When I first met Jean-François walking the Camino, I assumed our conversation would follow the usual pattern of hello-where-are-you-from-why-are-you-walking-have-a-nice-day. But we started talking travel, and before long he was telling me about sailing in Greenland, backcountry skiing between alpine refuges, and medical missions in Afghanistan.

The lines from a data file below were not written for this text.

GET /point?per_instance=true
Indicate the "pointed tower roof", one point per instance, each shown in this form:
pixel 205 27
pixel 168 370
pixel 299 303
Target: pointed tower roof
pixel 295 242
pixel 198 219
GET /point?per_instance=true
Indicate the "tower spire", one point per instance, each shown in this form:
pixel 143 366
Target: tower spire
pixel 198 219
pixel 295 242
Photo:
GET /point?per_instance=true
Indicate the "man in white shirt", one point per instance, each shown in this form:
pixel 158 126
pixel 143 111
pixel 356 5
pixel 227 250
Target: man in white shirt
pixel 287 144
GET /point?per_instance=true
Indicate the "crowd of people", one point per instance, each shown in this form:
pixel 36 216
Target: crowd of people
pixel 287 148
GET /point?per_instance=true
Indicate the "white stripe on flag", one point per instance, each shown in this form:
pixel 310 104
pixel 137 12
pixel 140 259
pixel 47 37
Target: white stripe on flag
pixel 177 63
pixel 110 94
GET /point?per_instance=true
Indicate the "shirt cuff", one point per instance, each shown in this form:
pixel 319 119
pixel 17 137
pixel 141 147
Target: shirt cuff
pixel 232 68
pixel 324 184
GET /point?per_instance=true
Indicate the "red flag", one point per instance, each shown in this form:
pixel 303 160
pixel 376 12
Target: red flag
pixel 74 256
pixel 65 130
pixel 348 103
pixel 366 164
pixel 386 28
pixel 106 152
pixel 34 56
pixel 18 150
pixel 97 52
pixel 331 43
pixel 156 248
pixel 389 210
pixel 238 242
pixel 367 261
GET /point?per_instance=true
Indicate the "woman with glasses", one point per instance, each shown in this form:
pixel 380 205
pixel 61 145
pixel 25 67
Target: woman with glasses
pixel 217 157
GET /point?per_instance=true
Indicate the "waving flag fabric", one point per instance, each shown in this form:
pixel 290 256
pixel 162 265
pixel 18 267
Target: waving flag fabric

I don't usually read articles or books with titles like "Top 100 Places to Go" but when he told me he'd read about a hike in Turkey that's supposedly one of the most beautiful in the world, I thought, "Well, maybe he's onto something."
The Lycean Way winds around cliffy-mountain fingers that reach into the Mediterranean from Turkey's southwest coast. There are Bronze Age ruins, Ancient Greek ruins, villages abandoned a hundred years ago after forced relocation, family farms perched on hilltops, luxury hotels with infinity pools, traditional guesthouses, terraced olive orchards currently dotted with red poppies and dandelions and various purple flowers, and the platonic ideal of beach tucked into every cove.
The route was pieced together by a British woman (enthusiastic hiker and Turkophile), linking old donkey trails with remains of Roman and medieval roads, and forging some rough connectors. From Fethiye to Antalya is 540 km. We're here for five weeks; the first week we've averaged 12 km per day -- because even when the gain is reasonable, the grade is often very steep, with scree and rocks of all sorts to navigate.